By Dr Gyan Pathak
The WHO data on global deaths related to COVID-19 was finally released on May 5 despite the Modi government’s best efforts to stop its release, delaying it by at least four months. The actual data was more shocking than the leaked data a fortnight ago as it revealed one reported death while 10 actually died versus 8 in the leaked report. Even more shocking is the distinction that India has the highest number of COVID-19 related deaths, while our beloved Prime Minister tried again and again to convince us of his government’s “success story” in handling the crisis. The Modi government refuted the WHO figure, calling it incorrect, for the same methodological reasons based on those it had been challenging for months in the international forum, which have already been rejected. The people in general, the mourners in particular who have lost their loved ones to COVID-19, and the entire opposition have condemned this government alleging “concealment and lies.”
India’s objection has already been refuted by John Wakefield, a member of the WHO’s Technical Advisory Group, as “inaccurate”. “We emphasize that, for India, the global predictive covariate model is not used, so estimates of excess mortality are based on data from India only,” says the research paper’s methodology. India only had data for 17 states and also does not have a national number for all-cause mortality and for 2021 only a few months’ data was available. The document also says that the data for India was obtained from the registered number of deaths at the State and Union Territory level that was reported directly by the States through official reports and automatic vital registration, or by journalists who obtained registration information. of death through RTI requests. .
Even before delving into the data published by the WHO, one must take note of the miserable condition of those bereaved, widows, orphans, physically disabled who have lost loved ones who were only sustenance for them. They have been waiting for compensation under the Disaster Management Law to which they are entitled and have been running around to get death certificates, which is usually denied by the authorities at the forefront of matters. The Center’s guidelines regarding the declaration of death from COVID-19 do not allow officials to issue them the required death certificates. One can see the humanitarian crisis everywhere, if one wants.
Even after the publication of the new data from the WHO, the attitude of the Modi government is clear. He does not want to respond to the humanitarian crisis now facing mourners by not counting the deaths of his patients as the impact of COVID-19. The government is strictly following its own arguable guidelines regarding death reporting which covers only deaths occurring within hospital settings at a time when India’s health system was overwhelmed and a large number of deaths were occurring outside and no access to hospitals, doctors, oxygen and medicine, etc. In addition, deaths due to comorbidities and other medical conditions aggravated by COVID-19, and lack of access to health care due to the burden of COVID-19 in hospitals, containment measures, closures, curfews, lack of transportation. , and so on, were out of the question to be counted. Corpses were being dumped even on riverbeds and in rivers.
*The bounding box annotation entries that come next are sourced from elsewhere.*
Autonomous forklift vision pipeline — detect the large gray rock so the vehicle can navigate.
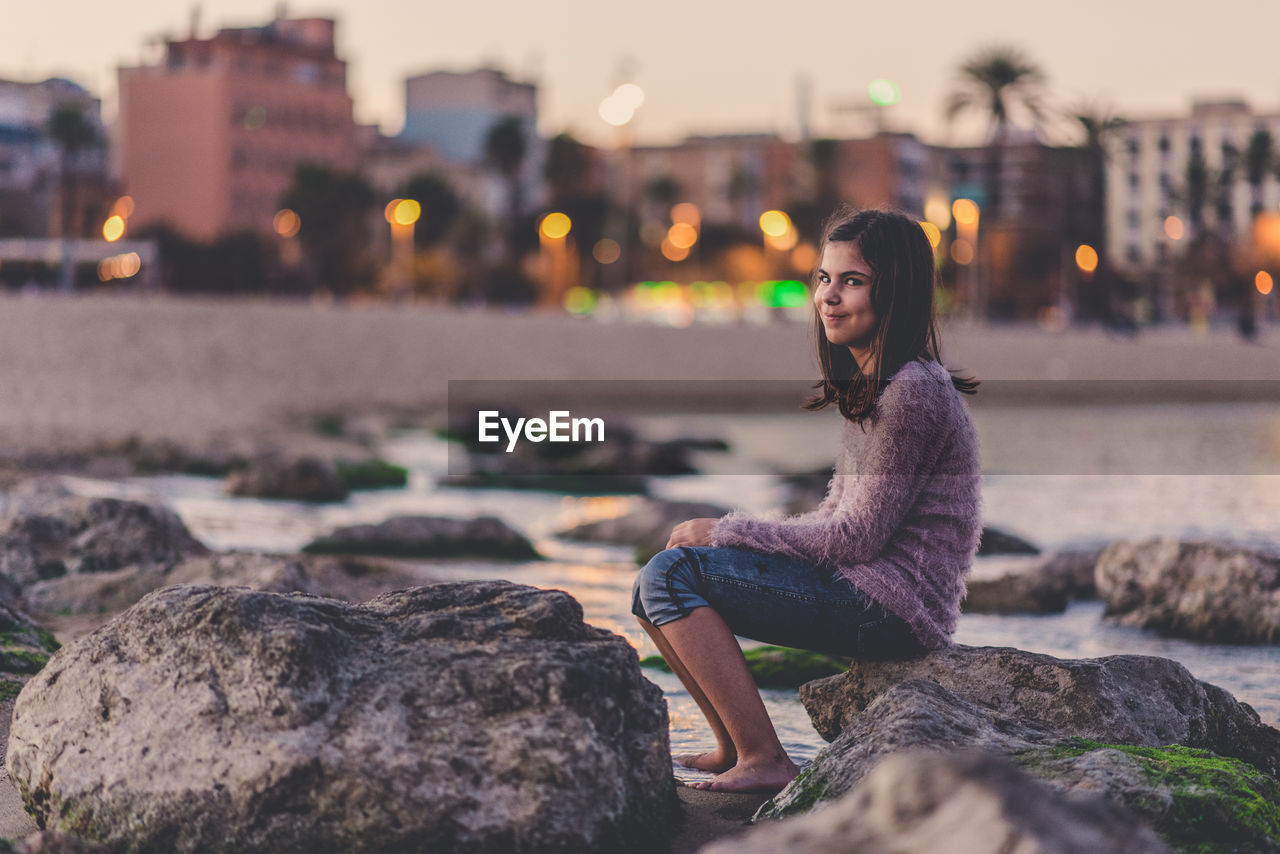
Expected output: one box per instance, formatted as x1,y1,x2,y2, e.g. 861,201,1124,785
800,645,1280,775
0,493,209,586
961,548,1102,613
1094,539,1280,644
8,581,676,853
302,516,539,561
703,752,1170,854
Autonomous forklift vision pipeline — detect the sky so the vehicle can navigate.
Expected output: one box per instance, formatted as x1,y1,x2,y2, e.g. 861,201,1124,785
0,0,1280,145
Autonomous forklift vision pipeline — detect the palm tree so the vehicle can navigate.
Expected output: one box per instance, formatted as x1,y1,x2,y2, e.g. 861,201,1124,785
484,115,529,260
1071,104,1125,323
946,46,1044,219
45,102,102,292
1244,128,1276,219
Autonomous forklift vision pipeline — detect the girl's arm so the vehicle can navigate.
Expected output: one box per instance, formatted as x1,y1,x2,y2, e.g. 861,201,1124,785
712,371,957,565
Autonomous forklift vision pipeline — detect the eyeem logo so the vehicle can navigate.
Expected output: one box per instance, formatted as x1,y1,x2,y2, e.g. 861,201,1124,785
480,410,604,453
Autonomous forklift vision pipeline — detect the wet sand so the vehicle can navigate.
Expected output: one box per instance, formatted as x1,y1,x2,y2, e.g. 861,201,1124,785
0,296,1280,451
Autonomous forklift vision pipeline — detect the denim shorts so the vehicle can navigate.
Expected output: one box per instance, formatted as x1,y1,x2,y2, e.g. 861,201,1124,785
631,545,923,659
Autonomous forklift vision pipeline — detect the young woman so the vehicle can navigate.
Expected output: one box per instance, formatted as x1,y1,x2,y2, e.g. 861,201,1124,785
632,207,980,793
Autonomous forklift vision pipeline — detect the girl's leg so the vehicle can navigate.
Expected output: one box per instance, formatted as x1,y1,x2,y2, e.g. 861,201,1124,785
636,617,737,773
657,607,800,794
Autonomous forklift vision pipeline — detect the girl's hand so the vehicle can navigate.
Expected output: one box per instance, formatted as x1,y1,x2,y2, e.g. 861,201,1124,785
667,519,719,548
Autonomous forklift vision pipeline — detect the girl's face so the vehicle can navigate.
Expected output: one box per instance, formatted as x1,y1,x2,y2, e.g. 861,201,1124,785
813,242,879,356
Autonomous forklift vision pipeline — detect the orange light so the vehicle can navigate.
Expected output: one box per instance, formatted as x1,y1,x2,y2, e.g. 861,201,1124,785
662,239,689,261
920,220,942,248
392,198,422,225
1253,270,1272,296
102,214,124,243
760,210,791,239
951,198,979,229
538,211,573,241
764,228,800,252
671,201,703,228
1075,243,1098,273
667,223,698,250
591,237,622,264
271,207,302,237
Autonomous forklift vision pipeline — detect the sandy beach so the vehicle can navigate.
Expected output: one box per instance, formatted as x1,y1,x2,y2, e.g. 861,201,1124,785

Obviously, there were more deaths than the deaths reported under the center’s guidelines.
The new WHO data has tried to remove some of the anomalies by reporting actual deaths as an impact of COVID-19. Therefore, the rebuttal of the Modi government is not credible when it says that the WHO “the figure is totally far from reality”. The reality is that the figure of the Modi government itself is totally removed from reality, although it may have some technical basis that has become useful to hide the real deaths.
It is ironic that the Modi government has now said the country has an “extremely robust” birth and death registration system while defending its own data. Where was such a robust system when the government reported to the Indian parliament that it had no data on the deaths of migrant workers who had just died while returning from the cities to their villages during the first phase of the unprepared lockdown in 2020? Such deaths made headlines and the whole world was shocked. Again, during the second wave, many patients died due to lack of oxygen supply, which made the news again. However, the subsequent Modi government even denied such incidents in parliament. The Modi government has always been suspected of hiding the real picture.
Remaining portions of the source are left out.